Stop me if you’ve already heard this one ….

Please note: That pithy intro highlighted in blue means I’m about to launch into some convoluted and confusing shit. I know it’s convoluted and confusing. I also know that my statements are 99% fallacy. I know better. I don’t really believe these things except where I do but I don’t. I’m painfully attempting to state the state of my thinking and processing and motivations. Lucky you.

Please note deux: Why would this matter to you? No reason. It’s my psycho-ness. Maybe you have similar stuff but do you really need to read about mine? You do you.

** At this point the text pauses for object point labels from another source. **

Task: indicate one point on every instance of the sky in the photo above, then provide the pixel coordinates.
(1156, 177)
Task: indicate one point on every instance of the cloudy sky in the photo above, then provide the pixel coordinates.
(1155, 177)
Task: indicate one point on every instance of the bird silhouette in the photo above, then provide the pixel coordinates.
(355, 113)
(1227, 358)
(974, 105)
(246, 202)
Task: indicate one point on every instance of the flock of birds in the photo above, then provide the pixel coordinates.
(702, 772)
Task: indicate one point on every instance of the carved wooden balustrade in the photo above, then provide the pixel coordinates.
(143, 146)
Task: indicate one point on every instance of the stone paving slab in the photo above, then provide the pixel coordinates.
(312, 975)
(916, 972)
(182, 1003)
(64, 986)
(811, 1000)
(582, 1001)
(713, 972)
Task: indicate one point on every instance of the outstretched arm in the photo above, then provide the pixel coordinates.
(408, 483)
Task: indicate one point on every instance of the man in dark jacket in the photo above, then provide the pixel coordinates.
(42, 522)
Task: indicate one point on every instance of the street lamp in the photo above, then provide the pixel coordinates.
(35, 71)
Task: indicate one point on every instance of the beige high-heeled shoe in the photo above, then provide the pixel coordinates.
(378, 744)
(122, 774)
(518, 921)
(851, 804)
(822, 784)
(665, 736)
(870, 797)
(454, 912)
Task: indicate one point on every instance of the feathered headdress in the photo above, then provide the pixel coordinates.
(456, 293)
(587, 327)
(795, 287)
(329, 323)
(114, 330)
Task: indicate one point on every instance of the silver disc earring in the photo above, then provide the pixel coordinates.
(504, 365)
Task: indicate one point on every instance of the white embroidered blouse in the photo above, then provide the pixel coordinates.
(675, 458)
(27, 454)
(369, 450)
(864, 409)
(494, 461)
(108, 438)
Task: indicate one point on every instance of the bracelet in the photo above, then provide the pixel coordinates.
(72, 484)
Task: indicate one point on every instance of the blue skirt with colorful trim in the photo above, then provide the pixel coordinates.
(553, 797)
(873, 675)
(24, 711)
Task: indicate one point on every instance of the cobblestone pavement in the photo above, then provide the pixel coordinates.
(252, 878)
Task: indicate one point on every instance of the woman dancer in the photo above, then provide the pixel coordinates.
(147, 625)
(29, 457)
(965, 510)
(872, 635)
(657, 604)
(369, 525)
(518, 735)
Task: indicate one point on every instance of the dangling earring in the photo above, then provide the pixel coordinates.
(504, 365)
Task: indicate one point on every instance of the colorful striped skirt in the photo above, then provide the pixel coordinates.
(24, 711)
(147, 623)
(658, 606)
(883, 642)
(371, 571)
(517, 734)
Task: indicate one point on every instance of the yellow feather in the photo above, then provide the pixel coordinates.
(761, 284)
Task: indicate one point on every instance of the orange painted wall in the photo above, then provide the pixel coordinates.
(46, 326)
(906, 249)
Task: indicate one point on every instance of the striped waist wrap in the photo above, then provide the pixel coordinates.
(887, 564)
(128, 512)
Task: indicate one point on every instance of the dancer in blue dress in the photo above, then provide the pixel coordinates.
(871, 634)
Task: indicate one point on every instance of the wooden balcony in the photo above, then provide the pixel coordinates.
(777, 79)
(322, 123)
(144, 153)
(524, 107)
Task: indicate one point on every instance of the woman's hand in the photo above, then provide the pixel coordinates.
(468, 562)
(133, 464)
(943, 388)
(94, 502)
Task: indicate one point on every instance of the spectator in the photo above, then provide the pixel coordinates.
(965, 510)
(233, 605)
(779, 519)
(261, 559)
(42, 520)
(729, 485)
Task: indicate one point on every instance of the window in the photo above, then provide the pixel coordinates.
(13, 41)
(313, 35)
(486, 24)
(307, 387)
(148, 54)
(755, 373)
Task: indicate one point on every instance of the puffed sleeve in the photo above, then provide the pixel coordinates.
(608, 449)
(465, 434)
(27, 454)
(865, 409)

Please note three because I can’t recall the French word for three: What follows will be utterly impossible to follow. Don’t worry about it. You don’t need to unpack this post. Writing this post is unpacking it for me. Thanks for going along for the ride. Feel free to skim. You’ll thank yourself later (for skimming) and be less likely to hate me now.

So, stop me if you’ve heard this one…

I’ve recently made some hard decisions. Good and smart decisions but they were hard because they upset some people. Some of these decisions actually hurt some people. It didn’t matter if it was a temporary hurt. It didn’t matter if the decisions made sense now and will ultimately make sense to them later. It didn’t matter if the decisions are for the best in the long run. It didn’t matter if the decisions are hard for them to initially understand.

Clarification: I say in the preceding paragraph that ‘it didn’t matter’. What I really mean is it didn’t matter to me. Okay, it did matter to me otherwise I wouldn’t have made the decisions. The above ‘didn’t matter’ diatribe is how my brain processed the value and importance of making those decisions. The fact that they were good decisions didn’t override all the inaccurately – except when they were accurate – projected impact both good and bad.

Clarification deux: What follows is not about the content of those decisions. That’s utterly immaterial. I could be talking about the price of tea instead of these recent hard decisions as my example. It’s about my process.

Back on track. Yes, that’s a lie but whatevs. You were warned.

Some of these decisions (or the price of tea) seriously confused some people because they had no idea that they needed to happen. They were caught out because I’d been unable to enlist them in the cause partially because I couldn’t communicate the cause and I know both correctly and incorrectly that they would not be on board with the cause.

To be fair, they thought they were enlisted in the cause (dedicated to tea) when really they were enlisted in their cause (favorite tea). Not our cause (tea we both loved). But they didn’t know it wasn’t our cause. Because I didn’t want to impose the cause on them. Plus, to be fair, my attempts to impose the cause were met with resistance. But, to be fair, they resisted because the cause didn’t make them happy. It wasn’t their cause. Their cause didn’t include my happiness. Because they assumed their cause already included my happiness or why would I have created and ensured their cause to begin with?

To also be fair, there were plenty of people who thought they were good decisions, (stopping with the tea analogy here) were supportive and just plain excited for me. But, my brain has honed the ability to dismiss those people in order to focus on the few with whom I’m in conflict. Or with whom I’m not in conflict with or with whom I’m projecting conflict when they really don’t care one way or the other.

With me so far? That makes one of us.

I’ve lived most of my considerable years in alternating states of paralysis and exuberant defiance. Dancing around the edges or being a blunt instrument. Trying to figure out how to be happy. Being unable to identify much less make decisions that would make ME happy because if OTHER people were happy I’d obviously made the right decisions so it was my inability to figure out how to be happy with other people who were happy that was the problem.

Before continuing, please refresh yourself with the 2nd paragraph where I explain that the following is fallacy. Or not. It’s fine either way.

Chucking years and years of hateful paralysis is bad. It’s not really bad but it’s bad. The correct choice is to continue to be paralyzed, know I’m responsible for not being paralyzed, be unable to stop the pain, become resentful and angry, know I’m responsible for not being resentful and angry, ergo ensuring the continuation of paralysis.

Backing myself into a corner – which I did – where the right decision is the only decision possible hurts because it was my responsibility to ensure we were never backed into a corner. Plus the pain of making the right decision.

Okay. Stop the madness. Oh yeah. You’ve met me.

All of this and then some caused me to devalue myself. None of these people caused me to devalue myself. Just the opposite. All of these people would want me to value myself. Probably.

Bear with my upcoming fallacy.

I was devalued because I’d caused pain and upset. If I was devalued, I was able to re-establish paralysis. The problem was that I’d made too many decisions to re-establish the old, familiar paralysis. I had to invent a new one.

So, I did. Full circle. Not full stop. Ergo this post.

So, stop me if you’ve already heard this one.